Dengan diproklamirkannya kemerdekaan Indonesia pada tanggal 17 Agustus 1945
oleh dua tokoh yang dipercaya oleh rakyat Indonesia kala itu untuk memimpin
Negara ini yaitu Soekarno-Hatta.
Kamus Besar Bahasa Indonesia mengartikan pahlawan adalah
orang yg menonjol karena keberanian dan pengorbanannya dulu membela kebenaran;
pejuang yg gagah berani. Didalam Undang-undang No 20 Tahun 2009 Tentang Gelar,
Tanda Jasa, dan Tanda Kehormatan dijelaskan definisi dari pahlawan yaitu Pahlawan Nasional adalah gelar yang
diberikan kepada warga negara Indonesia atau seseorang yang berjuang melawan
penjajahan di wilayah yang sekarang menjadi wilayah Negara Kesatuan Republik
Indonesia yang gugur atau meninggal dunia demi membela bangsa dan negara, atau
yang semasa hidupnya melakukan tindakan kepahlawanan atau menghasilkan prestasi
dan karya yang luar biasa bagi pembangunan dan kemajuan bangsa dan negara
Republik Indonesia.
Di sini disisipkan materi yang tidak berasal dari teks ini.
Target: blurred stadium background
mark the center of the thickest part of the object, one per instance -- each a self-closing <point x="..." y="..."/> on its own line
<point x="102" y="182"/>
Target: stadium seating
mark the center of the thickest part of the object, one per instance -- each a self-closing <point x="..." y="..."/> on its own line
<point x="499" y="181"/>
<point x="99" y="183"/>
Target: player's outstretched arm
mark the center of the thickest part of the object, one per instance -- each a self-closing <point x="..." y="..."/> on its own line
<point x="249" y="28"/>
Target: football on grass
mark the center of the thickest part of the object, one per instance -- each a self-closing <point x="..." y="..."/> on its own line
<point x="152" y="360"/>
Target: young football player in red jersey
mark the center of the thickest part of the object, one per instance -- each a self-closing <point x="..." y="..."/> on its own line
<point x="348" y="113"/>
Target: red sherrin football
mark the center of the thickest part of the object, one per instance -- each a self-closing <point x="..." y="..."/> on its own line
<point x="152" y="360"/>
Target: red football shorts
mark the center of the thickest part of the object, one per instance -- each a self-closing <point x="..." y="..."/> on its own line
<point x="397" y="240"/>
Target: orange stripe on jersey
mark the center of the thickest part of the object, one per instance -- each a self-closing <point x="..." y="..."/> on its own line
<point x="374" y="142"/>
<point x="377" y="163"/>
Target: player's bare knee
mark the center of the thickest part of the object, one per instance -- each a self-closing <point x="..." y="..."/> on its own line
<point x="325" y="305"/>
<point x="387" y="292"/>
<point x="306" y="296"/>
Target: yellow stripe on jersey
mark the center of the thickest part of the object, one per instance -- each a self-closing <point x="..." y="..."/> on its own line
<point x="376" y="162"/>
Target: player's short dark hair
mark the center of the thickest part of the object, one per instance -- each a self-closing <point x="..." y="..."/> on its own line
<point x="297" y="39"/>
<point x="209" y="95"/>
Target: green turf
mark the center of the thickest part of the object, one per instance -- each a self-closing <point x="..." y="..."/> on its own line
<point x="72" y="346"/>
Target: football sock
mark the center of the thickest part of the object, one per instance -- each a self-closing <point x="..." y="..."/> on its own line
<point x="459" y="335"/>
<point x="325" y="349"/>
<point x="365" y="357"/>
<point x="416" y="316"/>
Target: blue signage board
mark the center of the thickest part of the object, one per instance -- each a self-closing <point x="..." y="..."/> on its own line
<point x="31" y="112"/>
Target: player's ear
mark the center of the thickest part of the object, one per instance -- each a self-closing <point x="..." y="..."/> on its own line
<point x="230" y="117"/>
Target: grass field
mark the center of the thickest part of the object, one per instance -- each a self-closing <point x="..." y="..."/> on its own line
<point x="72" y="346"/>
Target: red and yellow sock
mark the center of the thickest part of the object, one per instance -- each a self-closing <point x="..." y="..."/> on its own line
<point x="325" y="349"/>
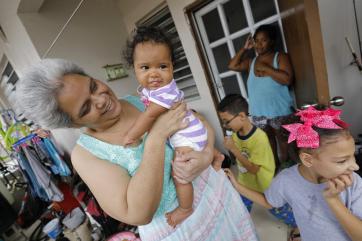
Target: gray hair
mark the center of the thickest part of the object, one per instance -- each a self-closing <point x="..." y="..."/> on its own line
<point x="37" y="89"/>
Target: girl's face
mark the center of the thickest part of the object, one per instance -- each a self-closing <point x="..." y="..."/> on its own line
<point x="89" y="102"/>
<point x="153" y="65"/>
<point x="263" y="44"/>
<point x="335" y="157"/>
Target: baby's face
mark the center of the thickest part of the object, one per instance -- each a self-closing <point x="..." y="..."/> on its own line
<point x="153" y="65"/>
<point x="335" y="157"/>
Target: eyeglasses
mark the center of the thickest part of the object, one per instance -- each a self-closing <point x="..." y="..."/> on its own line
<point x="226" y="123"/>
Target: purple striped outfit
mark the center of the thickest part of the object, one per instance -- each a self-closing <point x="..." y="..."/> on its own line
<point x="195" y="134"/>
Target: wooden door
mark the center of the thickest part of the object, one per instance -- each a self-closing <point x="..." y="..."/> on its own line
<point x="303" y="36"/>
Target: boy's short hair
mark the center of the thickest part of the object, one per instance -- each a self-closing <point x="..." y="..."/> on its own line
<point x="233" y="104"/>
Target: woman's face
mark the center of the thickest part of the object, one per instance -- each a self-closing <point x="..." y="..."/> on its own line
<point x="263" y="44"/>
<point x="89" y="102"/>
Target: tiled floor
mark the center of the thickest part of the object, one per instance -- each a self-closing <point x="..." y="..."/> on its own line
<point x="267" y="226"/>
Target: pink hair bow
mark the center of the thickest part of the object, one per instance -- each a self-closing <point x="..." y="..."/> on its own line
<point x="304" y="134"/>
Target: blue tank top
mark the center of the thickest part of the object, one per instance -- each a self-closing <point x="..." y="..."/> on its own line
<point x="266" y="96"/>
<point x="130" y="159"/>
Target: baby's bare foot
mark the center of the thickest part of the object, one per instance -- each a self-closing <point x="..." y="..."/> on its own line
<point x="177" y="216"/>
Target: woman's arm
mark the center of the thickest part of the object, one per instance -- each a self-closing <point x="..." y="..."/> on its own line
<point x="132" y="200"/>
<point x="351" y="224"/>
<point x="191" y="164"/>
<point x="283" y="75"/>
<point x="254" y="196"/>
<point x="238" y="63"/>
<point x="144" y="122"/>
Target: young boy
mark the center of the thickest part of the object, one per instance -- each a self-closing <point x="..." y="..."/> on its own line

Kita tahu, bahwa Indonesia yang terdiri dari 33
propinsi ini pastilah memiliki pahlawan mereka masing-masing. Pahlawan yang
senantiasa berjuang walaupun hanya pada kisaran daerahnya sendiri. Entah berapa
puluh ribu pahlawan yang ada di Indonesia
jika kita runut mulai dari jaman perjungan hingga sekarang ini. Pastinya mereka
telah berjuang demi kemerdekaan Negara ini dengan caranya masing-masing.
Surakarta atau lebih dikenal dengan
kota Solo juga memiliki tokoh-tokoh yang berperan dalam pergerakan melawan
kolonial Belanda. K.H. Samanhoedi pendiri Sarekat Dagang Islam. Awalnya organisasi
ini dibentuk dengan maksud untuk menghimpun pedagang pribumi Muslim (khususnya
pedagang batik) agar dapat bersaing dengan pedagang-pedagang besar dari
Tionghoa. SDI sebagai organisasi ekonomi memiliki dasar perekonomian rakyat dan
agama Islam sebagai penggeraknya. Namun pada tahun 1912 SDI berganti nama
menjadi Sarekat Islam seiring dengan pergantian pimpinan dalam organisasi.
Hadji Oemar Said Tjokroaminoto adalah ketua terpilih Sarekat Islam. Dibawah
pimpinan HOS Tjokroaminoto ini Sarekat Islam tidak hanya bergerak pada bidang
ekonomi saja melainkan juga pada bidang politik.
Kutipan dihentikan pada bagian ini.